Any president who emerges from this sort of deal will be a politician, whether or not he or she is a member of parliament. The president will have to be part of the deal. Giving him the powers of the Governor-General, without the constraints that now apply will ensure that he will have to behave as a politician. In fact his powers will be quite similar to those of Jacques Chirac, the French President!
That a president, especially chosen in this way, could be a focus of national identity is laughable. In fact there will be seven of them – all in presidential palaces, all travelling in presidential motorcades and their own jets, all, one supposes, insisting on 21 gun salutes when they land in foreign airports.
This concept of a republic, with even more politicians, is alien to Australia.

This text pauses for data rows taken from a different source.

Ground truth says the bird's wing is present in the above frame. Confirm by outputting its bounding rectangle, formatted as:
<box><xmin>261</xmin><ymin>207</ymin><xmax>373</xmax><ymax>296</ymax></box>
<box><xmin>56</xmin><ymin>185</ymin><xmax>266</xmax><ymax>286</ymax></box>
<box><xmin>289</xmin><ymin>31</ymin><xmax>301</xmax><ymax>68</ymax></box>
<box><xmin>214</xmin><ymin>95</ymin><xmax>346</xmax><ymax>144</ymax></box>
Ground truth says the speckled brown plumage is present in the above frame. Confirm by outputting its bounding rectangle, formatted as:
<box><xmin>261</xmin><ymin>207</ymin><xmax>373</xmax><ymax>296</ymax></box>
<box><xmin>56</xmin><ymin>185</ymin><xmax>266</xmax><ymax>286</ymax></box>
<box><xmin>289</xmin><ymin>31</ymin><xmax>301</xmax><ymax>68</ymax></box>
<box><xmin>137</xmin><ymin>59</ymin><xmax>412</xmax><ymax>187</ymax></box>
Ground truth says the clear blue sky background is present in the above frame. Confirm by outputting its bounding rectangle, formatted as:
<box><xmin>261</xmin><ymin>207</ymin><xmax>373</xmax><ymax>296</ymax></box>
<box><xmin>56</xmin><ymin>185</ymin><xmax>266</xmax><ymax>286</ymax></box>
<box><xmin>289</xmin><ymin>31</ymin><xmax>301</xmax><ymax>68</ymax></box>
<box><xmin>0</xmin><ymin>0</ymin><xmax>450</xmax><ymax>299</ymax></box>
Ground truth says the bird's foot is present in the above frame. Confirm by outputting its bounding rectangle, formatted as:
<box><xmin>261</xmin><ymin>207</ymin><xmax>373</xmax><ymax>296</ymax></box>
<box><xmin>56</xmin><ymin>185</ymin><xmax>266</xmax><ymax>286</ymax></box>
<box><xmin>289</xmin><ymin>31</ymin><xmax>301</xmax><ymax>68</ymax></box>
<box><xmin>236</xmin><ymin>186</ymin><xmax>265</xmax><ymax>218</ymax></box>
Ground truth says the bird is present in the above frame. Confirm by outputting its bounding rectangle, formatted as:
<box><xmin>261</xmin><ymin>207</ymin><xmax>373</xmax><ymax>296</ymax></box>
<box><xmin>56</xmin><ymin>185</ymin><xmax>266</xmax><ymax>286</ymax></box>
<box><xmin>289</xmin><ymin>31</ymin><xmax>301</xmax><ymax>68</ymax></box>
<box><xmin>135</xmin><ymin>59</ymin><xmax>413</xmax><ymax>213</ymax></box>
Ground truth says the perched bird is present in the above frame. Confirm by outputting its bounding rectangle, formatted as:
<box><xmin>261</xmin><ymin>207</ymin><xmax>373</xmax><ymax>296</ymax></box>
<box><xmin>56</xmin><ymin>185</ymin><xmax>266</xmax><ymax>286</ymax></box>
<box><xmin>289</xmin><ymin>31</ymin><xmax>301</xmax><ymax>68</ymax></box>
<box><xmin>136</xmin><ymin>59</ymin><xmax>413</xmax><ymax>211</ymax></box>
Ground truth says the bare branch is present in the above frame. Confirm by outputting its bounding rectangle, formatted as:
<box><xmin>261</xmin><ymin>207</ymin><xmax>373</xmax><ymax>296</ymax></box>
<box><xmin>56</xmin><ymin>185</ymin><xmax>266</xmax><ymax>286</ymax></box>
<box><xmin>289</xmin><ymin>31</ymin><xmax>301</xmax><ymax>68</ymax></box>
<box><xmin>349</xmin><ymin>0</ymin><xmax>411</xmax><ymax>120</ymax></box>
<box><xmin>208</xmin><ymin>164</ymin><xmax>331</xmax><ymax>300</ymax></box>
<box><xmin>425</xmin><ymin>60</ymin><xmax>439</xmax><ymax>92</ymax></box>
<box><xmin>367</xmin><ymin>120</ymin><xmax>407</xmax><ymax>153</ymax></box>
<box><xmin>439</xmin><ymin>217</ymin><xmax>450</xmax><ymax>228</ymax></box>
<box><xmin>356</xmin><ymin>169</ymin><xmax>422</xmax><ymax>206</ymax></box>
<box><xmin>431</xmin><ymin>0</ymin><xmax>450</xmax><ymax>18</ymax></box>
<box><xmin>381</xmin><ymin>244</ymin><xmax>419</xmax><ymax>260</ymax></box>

An Australian national identity developed soon after the foundation of the first colony. Within a few decades, we were self-governing. We adapted the Westminster institutions to our own needs. In a number of areas we became and still are one of the world’s leading democracies! Examples include the secret ballot, votes for women and in most states even at Federation, votes for the indigenous people.

It is an insult to our forefathers that we can have no true national identity until we have a president. The pioneers who developed this country, the soldiers, sailors and airforcemen who served their country knew what it is to be Australians. Who can hear our national songs, read our poetry or see our fag flying in the breeze, and not feel what it is to be an Australian?
It is sometimes said that becoming a republic does not mean the flag will have to be changed. Then why is there an exhibition of new flags touring the country, supporter by the Australian Republican Movement? One of the possible candidates for a new flag, according to the glossy brochure is a gross insult to all Australians. It states boldly "F— Off Back To Fag Land". Republicanism is obviously part of a movement to change the constitution and the flag.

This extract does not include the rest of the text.